Manhattan Project by Jan Staller
If buildings were stars, then cities would be their galaxies—mass collections of stars, huddled together, distinct and separate from other galaxies across the universe. For most galaxies, those rich in gas, stars continually die and are reborn. When a galaxy runs out of gas, the formation of stars is finished, forever. There also comes a time in the lives of urban dwellers when we ask the naive but serious question: When will all the construction in the City be finished?

As a born-and-raised New Yorker, I did that very calculation while still in high school. First I estimated how long a building lasts, on average. Maybe 25 years? 50 years? 100 years? Let’s say 75 years. Most skylines look completely different after 75 years. The next question was: How many buildings are there? If we limit this mathematical exercise to Manhattan, and obtain data from the Department of City Planning, the number exceeds 100,000. Okay. Let’s say a quarter of them (25,000) are forever-fixtures of the skyline, like Rockefeller Center, the Chrysler Building, or the Metropolitan Museum of Art. Of course, some structures, believed at the time of construction to be forever, turned out not to be. The original Yankee Stadium (in the Bronx) was demolished and rebuilt in 2010, after 87 years. The Hotel Mayflower on Central Park West was demolished in 2004, after 78 years. The original Hayden Planetarium, completely rebuilt beginning in 1997, lasted 62 years. And the original and ornately decorated Penn Station, demolished in 1963, lasted 53 years.
Continuing the math, if 75,000 buildings are rebuilt every 75 years and not all at once, then that’s 1,000 active construction sites per year in the tiny borough of Manhattan—about thirteen miles long and just over two miles wide at its widest. And today, nothing gets built in a year, so Manhattan would be home to multiple thousands of construction sites at a time. For comparison, the Empire State Building, completed in 1930 as the tallest building in the world, was famously built in 13.5 months.
So the question “When will all the construction in the City be finished?” has one simple answer: Never.
We all walk the streets, frequently redirected by caution signs from construction zones. We get sent under and around scaffolding, as though we were navigating trees in an urban forest of metal poles. Hardly any of us stops to look up or pauses to notice what’s going on over the fence—what the countless construction workers are up to. Like ants building an ant-hill, the workers all look busy, most of the time. But unless you’re a construction worker or an architect, you’re likely clueless about what they’re doing. For starters, how did the crane and the person in the crane get up so high? Yet another mystery of the universe.

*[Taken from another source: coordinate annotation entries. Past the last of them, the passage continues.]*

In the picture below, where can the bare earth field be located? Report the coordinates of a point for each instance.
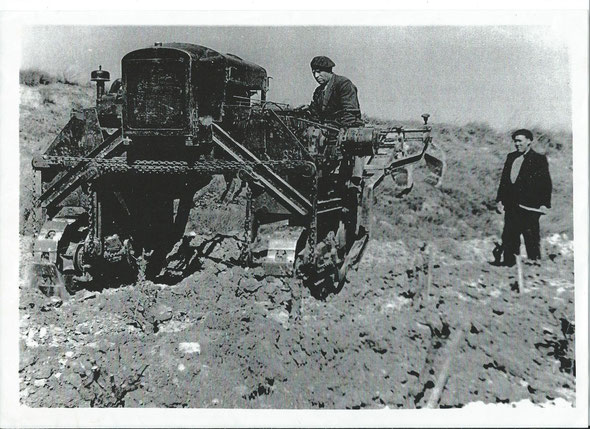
(405, 322)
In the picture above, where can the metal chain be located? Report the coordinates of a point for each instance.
(120, 165)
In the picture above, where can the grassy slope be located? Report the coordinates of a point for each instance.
(461, 209)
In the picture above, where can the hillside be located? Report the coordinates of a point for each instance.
(226, 336)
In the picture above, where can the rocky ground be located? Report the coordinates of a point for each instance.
(404, 323)
(228, 337)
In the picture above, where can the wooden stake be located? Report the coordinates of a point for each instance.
(520, 275)
(443, 374)
(430, 267)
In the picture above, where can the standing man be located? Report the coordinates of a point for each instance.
(523, 195)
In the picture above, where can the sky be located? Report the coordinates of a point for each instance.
(507, 76)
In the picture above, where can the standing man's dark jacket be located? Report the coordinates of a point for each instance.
(532, 187)
(337, 101)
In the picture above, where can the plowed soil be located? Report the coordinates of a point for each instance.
(423, 309)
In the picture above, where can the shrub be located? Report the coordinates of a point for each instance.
(34, 77)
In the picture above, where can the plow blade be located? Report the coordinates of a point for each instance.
(437, 166)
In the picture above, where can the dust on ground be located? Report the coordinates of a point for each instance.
(228, 337)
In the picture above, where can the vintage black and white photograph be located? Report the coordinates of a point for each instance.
(308, 216)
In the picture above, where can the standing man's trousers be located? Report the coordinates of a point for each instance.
(519, 221)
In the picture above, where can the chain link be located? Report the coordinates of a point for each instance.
(120, 165)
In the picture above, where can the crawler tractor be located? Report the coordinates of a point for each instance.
(118, 182)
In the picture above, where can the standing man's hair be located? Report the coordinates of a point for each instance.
(523, 132)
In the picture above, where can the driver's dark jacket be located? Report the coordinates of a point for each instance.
(337, 101)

We typically ignore what’s going on until the building is done. By then, all we see is steel and glass on the outside, finished walls, floors and ceilings on the inside. With, of course, all the HVAC and mechanicals neatly hidden from view.
That’s too bad.
City-folk are long overdue for a peek at what’s invisible, yet hiding in plain sight. These are the raw materials, tools, and machines that create our homes, our apartments and the places where we work and play. Telescopes won’t get you there. Those are for revealing far away details that your eyes can’t detect.
Microscopes won’t get you there either. Those are for seeing close-up details that your eyes cannot resolve. That peek behind the construction curtain requires an artist. Good artists can get you to notice all that you’ve never noticed before. Or they can force us to look again at whatever we may have taken for granted all our lives.
In the Manhattan Project, which is itself a kind of x-ray view of what buildings are made of, urban photographer Jan Staller isolates, identifies and photographs fundamental elements of the construction worker’s craft. These elements ascend to a form of geometric art, imbued with life, where you can’t help think of I-beams and rebar as the bones and cartilage of the City, where concrete slabs and sheets of metal and glass are a kind of epidermis. And where hooks, pulleys, and diggers are the tools of a mighty force, rendered visible by an artist-photographer who sees what we don’t see, as he reimagines the landscape—the cityscape—that so many of us call home.